Health insurers and members also might have misaligned goals. To achieve earn trust, insurers must seek to understand the member’s priorities and incorporate that knowledge into all communications.

Insurers also tend to have multiple teams attempting outreach with customers at the same time, often with competing goals. Even if the enterprise can identify the next best action, it’s difficult to prioritize one team’s goals over another. The problem is made even more complex in an environment in which capabilities are managed by outside vendors (transparency tools, risk management algorithms, outreach for gaps closure, etc.).

Adopt Slowly, But Deliberately
Given this complexity, one approach is to apply next best action capabilities across subsets of activities. Focus on five of 20 interactions to start, instead of all 20 at once – both outbound and inbound. An analysis of volume of interactions, high value targets, interaction yield, and financial impact in the context of enterprise strategies can often point to the first interactions which merit attention and investment. This analysis should also include focus on consumer priorities and should ideally be implemented in a highly personalized and user-friendly interface.

One of the primary inbound interaction channels will be the member portal, and enterprises should attempt to make it as easy to use and as intuitive as Amazon’s. Companies like Zipari, where I am an advisory board member, use APIs to collect and analyze data on disparate corporate systems, ascertain next best action at the individual member level and present it through their customer-facing applications. Next best action capabilities can also be developed in a standalone application and delivered to native platforms.
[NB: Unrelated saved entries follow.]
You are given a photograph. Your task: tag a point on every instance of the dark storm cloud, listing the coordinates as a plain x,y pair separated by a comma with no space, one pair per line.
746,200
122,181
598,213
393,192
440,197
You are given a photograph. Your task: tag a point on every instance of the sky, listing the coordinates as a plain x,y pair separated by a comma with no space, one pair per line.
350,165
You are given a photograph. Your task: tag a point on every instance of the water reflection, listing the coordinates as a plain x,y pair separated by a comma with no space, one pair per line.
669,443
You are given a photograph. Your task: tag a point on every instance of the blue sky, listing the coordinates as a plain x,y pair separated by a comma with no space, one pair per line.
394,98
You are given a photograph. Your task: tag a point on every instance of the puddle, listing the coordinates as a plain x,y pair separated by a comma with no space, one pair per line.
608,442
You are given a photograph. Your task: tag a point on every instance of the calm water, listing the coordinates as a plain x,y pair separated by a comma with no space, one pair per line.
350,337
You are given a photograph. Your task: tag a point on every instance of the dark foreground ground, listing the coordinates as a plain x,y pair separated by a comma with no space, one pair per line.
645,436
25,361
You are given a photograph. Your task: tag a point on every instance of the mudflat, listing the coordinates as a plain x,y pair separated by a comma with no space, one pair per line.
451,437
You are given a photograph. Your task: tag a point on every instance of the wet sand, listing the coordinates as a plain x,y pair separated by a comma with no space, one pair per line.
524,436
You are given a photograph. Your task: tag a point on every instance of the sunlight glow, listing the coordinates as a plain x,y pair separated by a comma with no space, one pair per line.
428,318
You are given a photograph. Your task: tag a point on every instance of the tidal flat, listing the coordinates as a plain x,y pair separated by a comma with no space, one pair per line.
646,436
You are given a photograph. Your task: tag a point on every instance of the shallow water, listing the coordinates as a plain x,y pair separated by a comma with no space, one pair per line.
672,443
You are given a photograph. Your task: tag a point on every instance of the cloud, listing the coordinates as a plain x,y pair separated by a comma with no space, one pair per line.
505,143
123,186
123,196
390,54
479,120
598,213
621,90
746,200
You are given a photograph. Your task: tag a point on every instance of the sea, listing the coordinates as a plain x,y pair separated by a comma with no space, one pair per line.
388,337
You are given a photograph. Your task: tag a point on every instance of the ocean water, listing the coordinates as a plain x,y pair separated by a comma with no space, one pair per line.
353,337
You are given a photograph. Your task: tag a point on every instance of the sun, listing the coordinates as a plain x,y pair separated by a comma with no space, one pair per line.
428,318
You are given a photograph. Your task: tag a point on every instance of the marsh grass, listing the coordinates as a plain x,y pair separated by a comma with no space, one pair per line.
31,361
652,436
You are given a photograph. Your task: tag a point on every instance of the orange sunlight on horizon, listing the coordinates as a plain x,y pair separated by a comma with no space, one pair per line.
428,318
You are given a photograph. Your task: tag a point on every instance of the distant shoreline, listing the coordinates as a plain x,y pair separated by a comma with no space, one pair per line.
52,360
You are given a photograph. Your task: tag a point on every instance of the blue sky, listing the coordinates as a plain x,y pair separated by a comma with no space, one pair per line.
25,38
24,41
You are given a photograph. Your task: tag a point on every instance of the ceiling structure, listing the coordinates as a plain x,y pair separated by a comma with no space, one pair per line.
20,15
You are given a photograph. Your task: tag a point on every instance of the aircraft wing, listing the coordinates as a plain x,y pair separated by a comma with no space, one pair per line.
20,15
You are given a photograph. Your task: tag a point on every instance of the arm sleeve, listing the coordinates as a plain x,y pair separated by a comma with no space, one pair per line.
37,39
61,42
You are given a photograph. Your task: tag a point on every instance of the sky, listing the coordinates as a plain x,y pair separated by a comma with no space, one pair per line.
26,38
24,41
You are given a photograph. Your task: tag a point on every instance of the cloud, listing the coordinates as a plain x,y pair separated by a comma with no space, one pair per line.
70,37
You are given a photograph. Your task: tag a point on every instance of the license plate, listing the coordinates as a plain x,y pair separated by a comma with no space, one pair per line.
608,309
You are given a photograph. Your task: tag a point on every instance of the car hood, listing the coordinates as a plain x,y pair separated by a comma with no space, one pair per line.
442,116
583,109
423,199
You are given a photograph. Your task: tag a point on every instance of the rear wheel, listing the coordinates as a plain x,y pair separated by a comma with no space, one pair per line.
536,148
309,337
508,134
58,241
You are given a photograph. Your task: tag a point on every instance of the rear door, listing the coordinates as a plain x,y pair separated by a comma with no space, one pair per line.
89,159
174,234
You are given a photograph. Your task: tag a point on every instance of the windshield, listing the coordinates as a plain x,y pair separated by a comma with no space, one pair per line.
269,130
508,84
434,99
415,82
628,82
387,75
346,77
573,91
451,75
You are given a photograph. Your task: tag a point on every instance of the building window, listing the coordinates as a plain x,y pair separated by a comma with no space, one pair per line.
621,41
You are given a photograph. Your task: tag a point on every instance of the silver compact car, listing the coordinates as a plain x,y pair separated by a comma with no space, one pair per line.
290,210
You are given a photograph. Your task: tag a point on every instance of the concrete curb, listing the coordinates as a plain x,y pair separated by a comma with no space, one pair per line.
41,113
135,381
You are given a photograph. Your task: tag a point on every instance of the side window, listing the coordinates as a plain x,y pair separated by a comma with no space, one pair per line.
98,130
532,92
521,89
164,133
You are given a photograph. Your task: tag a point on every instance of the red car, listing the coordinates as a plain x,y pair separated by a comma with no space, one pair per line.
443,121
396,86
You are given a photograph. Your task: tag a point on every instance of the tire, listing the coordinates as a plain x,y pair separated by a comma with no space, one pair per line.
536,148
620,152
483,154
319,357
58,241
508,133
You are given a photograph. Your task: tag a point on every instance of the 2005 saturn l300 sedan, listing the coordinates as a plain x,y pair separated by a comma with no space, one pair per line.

Based on the activity we see in our research and among our clients, the one thing health plans certainly should not do is stand still. It seems clear that as consumers are increasingly responsible for the cost of their own care, the more discerning they will be in assessing the quality of their interactions with their health plans. We found in a research project that we completed in 2017 that more than half of health plans report increases in their budgets related to consumer engagement, and nearly 90% report that top leadership is more focused on consumer engagement than in the prior year. Investments in next best action capabilities and the applications that enable them are smart bets to get ahead of the pack and avoid being in the position of playing catch up.